The Karp Lab, Harvard University
Dr. Jeff Karp is an Associate Professor at Brigham and Women’s Hospital, Harvard Medical School, Principal Faculty at the Harvard Stem Cell Institute, and an affiliate faculty at the Broad Institute and at the Harvard-MIT Division of Health Sciences and Technology (where he teaches to MIT-Sloan business school students). Several technologies developed in his lab have formed the foundation for multiple products on the market and currently under development and for the launch of four companies including Skintifique, Gecko Biomedical, Alivio Therapeutics, Frequency Therapeutics. Karp’s co-founded companies collectively employ >60 people.
The Boston Business Journal recognized him as a Champion in Healthcare Innovation and MIT’s Technology Review Magazine (TR35) also recognized Dr. Karp (3 members from his laboratory have subsequently received this award).
His work has been selected by Popular Mechanic’s “Top 20 New Biotech Breakthroughs that Will Change Medicine.” He gave a TEDMED talk on bioinspired medical innovation and since 2015 has been a member of the TEDMED Editorial Advisory Board.

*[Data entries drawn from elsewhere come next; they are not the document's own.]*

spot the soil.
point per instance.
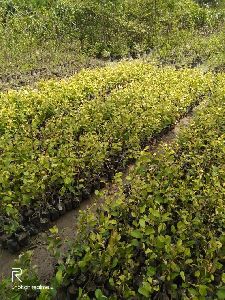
(67, 223)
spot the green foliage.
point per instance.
(63, 138)
(164, 237)
(108, 29)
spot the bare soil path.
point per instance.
(67, 223)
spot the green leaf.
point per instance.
(59, 276)
(136, 234)
(202, 290)
(182, 275)
(142, 223)
(223, 277)
(145, 289)
(99, 295)
(221, 294)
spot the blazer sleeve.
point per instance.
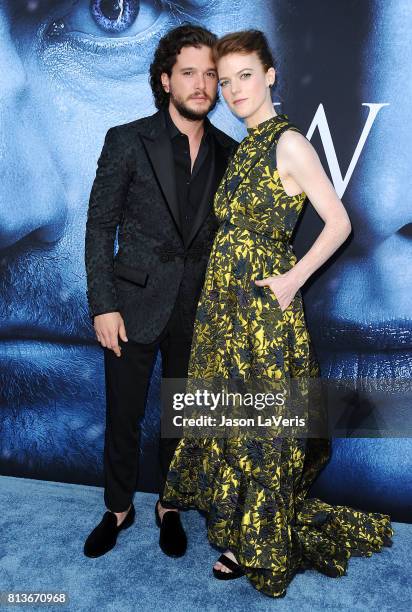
(106, 204)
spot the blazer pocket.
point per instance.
(129, 276)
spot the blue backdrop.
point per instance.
(69, 70)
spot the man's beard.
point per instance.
(187, 112)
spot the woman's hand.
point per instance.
(284, 286)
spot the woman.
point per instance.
(250, 326)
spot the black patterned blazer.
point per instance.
(134, 198)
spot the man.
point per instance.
(155, 183)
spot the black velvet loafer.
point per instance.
(103, 537)
(172, 538)
(236, 572)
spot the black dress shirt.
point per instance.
(190, 184)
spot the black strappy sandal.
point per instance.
(236, 572)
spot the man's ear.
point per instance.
(271, 76)
(165, 81)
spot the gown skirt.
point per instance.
(254, 488)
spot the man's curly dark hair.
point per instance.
(169, 47)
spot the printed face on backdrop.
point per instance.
(361, 307)
(69, 70)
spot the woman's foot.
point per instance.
(222, 568)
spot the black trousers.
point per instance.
(127, 381)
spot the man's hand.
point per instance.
(108, 328)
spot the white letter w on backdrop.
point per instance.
(319, 121)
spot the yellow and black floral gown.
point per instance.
(254, 490)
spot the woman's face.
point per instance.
(244, 84)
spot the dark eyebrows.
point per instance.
(193, 68)
(238, 72)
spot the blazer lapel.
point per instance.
(220, 154)
(159, 151)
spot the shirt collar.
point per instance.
(174, 131)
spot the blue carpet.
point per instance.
(44, 525)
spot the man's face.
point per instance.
(193, 82)
(69, 70)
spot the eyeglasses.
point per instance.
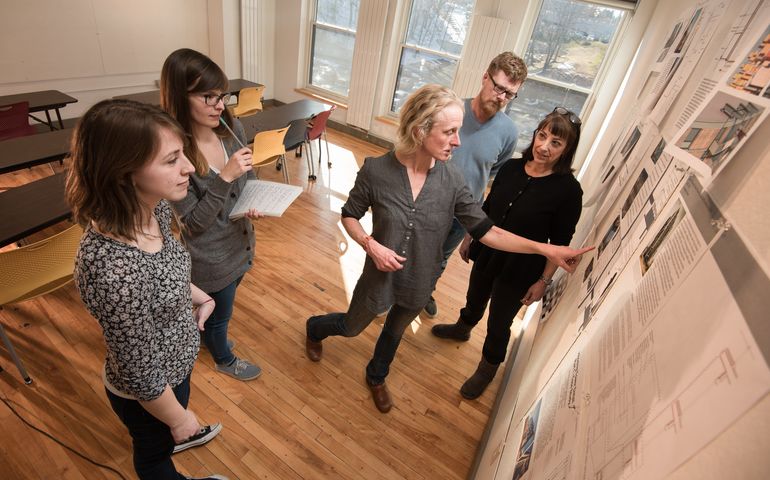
(574, 119)
(213, 100)
(499, 90)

In 2015 and 2016 he received Breakthrough Awards from the Kenneth Rainin Foundation and in 2015 was a commencement speaker in at the University of Toronto.

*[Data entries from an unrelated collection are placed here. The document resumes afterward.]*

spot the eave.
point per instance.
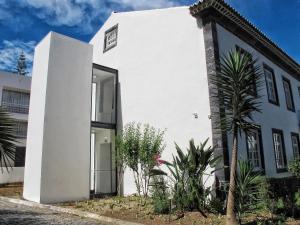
(230, 19)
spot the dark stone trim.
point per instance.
(261, 148)
(219, 136)
(283, 150)
(266, 67)
(294, 134)
(230, 19)
(284, 79)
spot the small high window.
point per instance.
(288, 94)
(295, 144)
(279, 150)
(271, 85)
(244, 52)
(254, 147)
(20, 157)
(110, 38)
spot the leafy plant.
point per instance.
(294, 167)
(246, 195)
(187, 175)
(8, 139)
(236, 81)
(160, 195)
(137, 149)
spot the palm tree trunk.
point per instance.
(230, 215)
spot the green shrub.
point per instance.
(294, 167)
(160, 195)
(216, 205)
(246, 195)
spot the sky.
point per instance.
(23, 23)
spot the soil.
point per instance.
(133, 209)
(14, 190)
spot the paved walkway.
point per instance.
(14, 214)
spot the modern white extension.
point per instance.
(153, 67)
(14, 96)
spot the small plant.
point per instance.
(246, 195)
(137, 148)
(160, 195)
(187, 175)
(294, 167)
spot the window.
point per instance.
(110, 38)
(271, 85)
(279, 150)
(295, 144)
(288, 94)
(244, 52)
(254, 147)
(16, 101)
(21, 129)
(20, 157)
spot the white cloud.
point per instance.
(10, 51)
(83, 13)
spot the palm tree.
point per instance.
(8, 139)
(237, 81)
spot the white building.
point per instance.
(15, 95)
(156, 67)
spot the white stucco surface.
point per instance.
(57, 165)
(272, 116)
(160, 57)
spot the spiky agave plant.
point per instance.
(237, 80)
(8, 139)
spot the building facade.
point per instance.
(15, 96)
(155, 67)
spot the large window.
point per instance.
(20, 157)
(244, 52)
(254, 147)
(295, 144)
(104, 95)
(15, 101)
(279, 150)
(110, 38)
(21, 129)
(271, 85)
(288, 94)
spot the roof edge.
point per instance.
(221, 7)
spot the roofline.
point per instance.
(221, 9)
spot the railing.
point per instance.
(16, 108)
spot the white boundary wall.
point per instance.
(57, 165)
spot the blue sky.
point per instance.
(23, 23)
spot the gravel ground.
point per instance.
(14, 214)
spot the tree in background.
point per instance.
(21, 65)
(7, 139)
(237, 81)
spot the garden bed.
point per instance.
(133, 209)
(14, 190)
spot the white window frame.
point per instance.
(254, 148)
(271, 85)
(279, 150)
(295, 144)
(288, 94)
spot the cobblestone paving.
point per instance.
(14, 214)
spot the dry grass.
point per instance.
(136, 210)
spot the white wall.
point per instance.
(16, 82)
(272, 116)
(160, 56)
(58, 149)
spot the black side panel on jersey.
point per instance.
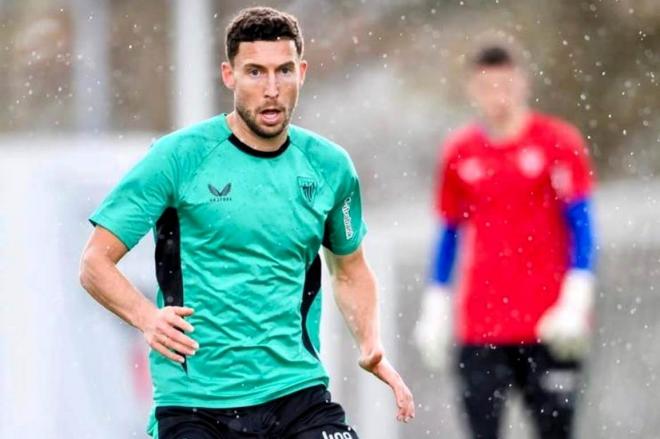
(311, 289)
(168, 260)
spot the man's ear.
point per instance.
(227, 73)
(303, 71)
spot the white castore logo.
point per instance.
(346, 210)
(336, 435)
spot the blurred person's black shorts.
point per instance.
(306, 414)
(549, 388)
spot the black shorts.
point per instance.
(306, 414)
(549, 388)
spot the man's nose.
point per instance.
(272, 87)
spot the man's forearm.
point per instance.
(357, 298)
(108, 286)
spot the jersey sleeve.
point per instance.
(449, 200)
(344, 227)
(571, 173)
(134, 206)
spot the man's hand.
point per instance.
(375, 362)
(433, 331)
(566, 327)
(162, 328)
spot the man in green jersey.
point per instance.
(240, 205)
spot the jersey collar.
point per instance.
(256, 152)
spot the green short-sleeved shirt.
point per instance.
(238, 234)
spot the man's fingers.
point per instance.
(165, 352)
(182, 311)
(180, 323)
(176, 346)
(180, 337)
(402, 395)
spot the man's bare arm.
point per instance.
(102, 279)
(354, 285)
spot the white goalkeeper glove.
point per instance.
(566, 327)
(433, 331)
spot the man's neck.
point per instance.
(245, 134)
(509, 128)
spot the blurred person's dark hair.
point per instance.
(496, 49)
(261, 24)
(493, 56)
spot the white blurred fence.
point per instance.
(70, 369)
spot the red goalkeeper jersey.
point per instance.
(508, 200)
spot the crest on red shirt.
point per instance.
(531, 161)
(470, 170)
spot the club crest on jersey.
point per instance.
(220, 195)
(531, 162)
(307, 188)
(470, 170)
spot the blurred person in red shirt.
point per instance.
(513, 199)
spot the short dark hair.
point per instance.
(261, 24)
(493, 56)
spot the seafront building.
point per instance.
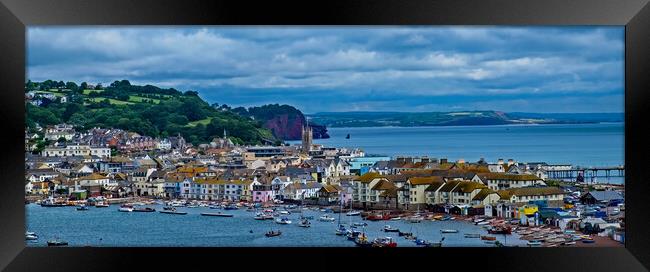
(113, 163)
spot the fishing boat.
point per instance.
(500, 230)
(388, 228)
(51, 202)
(57, 242)
(283, 221)
(488, 238)
(230, 207)
(125, 208)
(326, 218)
(384, 242)
(341, 230)
(362, 241)
(353, 213)
(173, 211)
(304, 223)
(404, 233)
(145, 209)
(31, 236)
(218, 214)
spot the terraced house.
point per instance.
(553, 195)
(502, 181)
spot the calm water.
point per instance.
(81, 228)
(577, 144)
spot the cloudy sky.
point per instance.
(530, 69)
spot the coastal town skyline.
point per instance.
(325, 69)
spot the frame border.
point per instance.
(16, 15)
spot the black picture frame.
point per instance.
(16, 15)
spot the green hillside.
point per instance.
(147, 110)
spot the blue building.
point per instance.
(361, 165)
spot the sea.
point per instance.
(576, 144)
(107, 227)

Dr. Karp was selected as the Outstanding Faculty Undergraduate Mentor among all Faculty at MIT and he received the HST McMahon Mentoring award for being the top mentor of Harvard-MIT students. To date, 18 trainees from his laboratory have secured faculty positions and several have transitioned into impactful careers in pharma, biotech, medtech, and venture capital.
deMello Group, ETH Zurich
Andrew is Professor of Biochemical Engineering in the Department of Chemistry and Applied Biosciences at ETH Zurich. Prior to this he was Professor of Chemical Nanosciences and Head of the Nanostructured Materials and Devices Section at Imperial College London. He obtained a 1st Class Degree in Chemistry and PhD in Molecular Photophysics from Imperial College London in 1995 and subsequently held a Postdoctoral Fellowship in the Department of Chemistry at UC Berkeley. His research interests cover a broad range of activities in the areas of microfluidics and nanoscale science. Primary interests include the development of microfluidic devices for high-throughput biological analysis, ultra-sensitive optical detection techniques, novel methods for nanoparticle synthesis, the exploitation of semiconducting materials in diagnostic applications and the processing of living organisms.

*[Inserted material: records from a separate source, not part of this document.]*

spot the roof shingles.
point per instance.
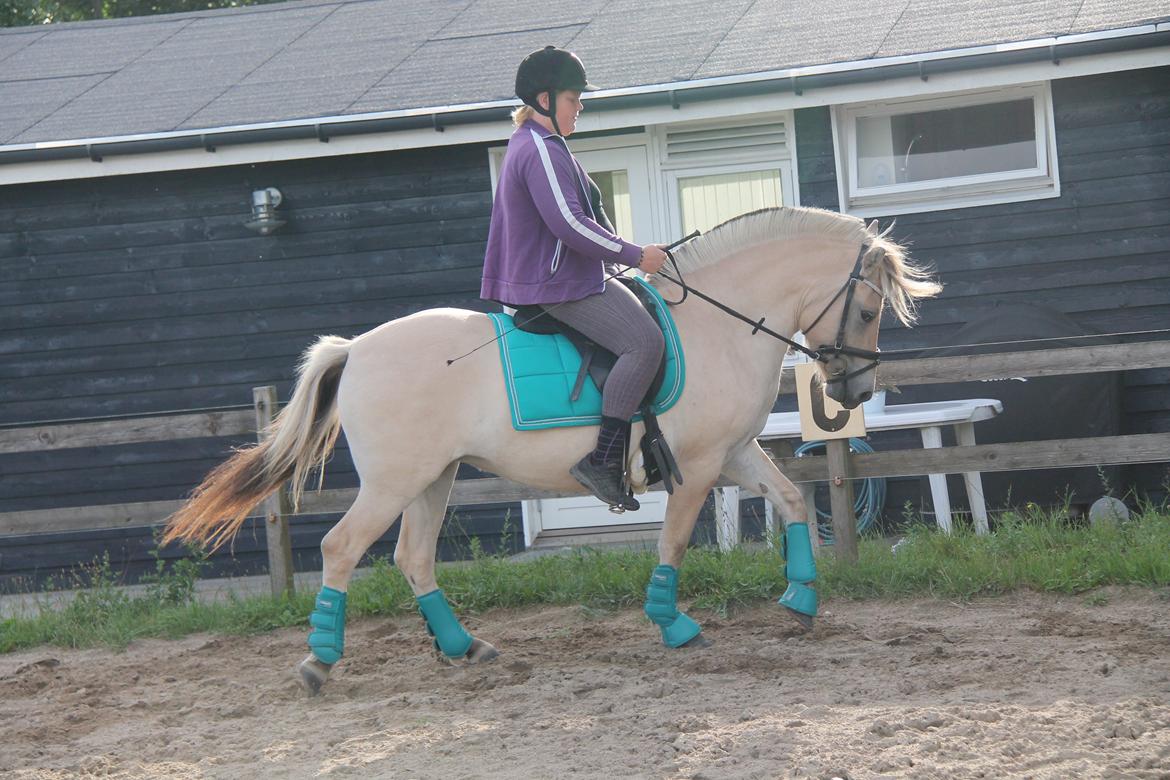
(331, 57)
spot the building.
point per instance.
(1021, 149)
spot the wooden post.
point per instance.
(727, 517)
(276, 506)
(840, 494)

Andrew has given over 300 invited lectures at conferences and universities in North America, Europe and Asia (including 70 plenary or keynote lectures), has published 280 papers in refereed journals, and co-authored two books. He currently sits on the Editorial Boards of Analytical Chemistry, Journal of Flow Chemistry, Advanced Materials Technology and CHEM. He is also co-founder of Molecular Vision Ltd, an Imperial College spin-out company developing low-cost diagnostic devices. Science originating from his group has been recognized through the award of the 2002 SAC Silver Medal (RSC), the 2009 Clifford Paterson Medal (The Royal Society), the 2009 Corday Morgan Medal (RSC), the 2007 Clark Memorial Lectureship (California State University) and the 2012 Pioneers of Miniaturization Lectureship by Dow Corning and the RSC.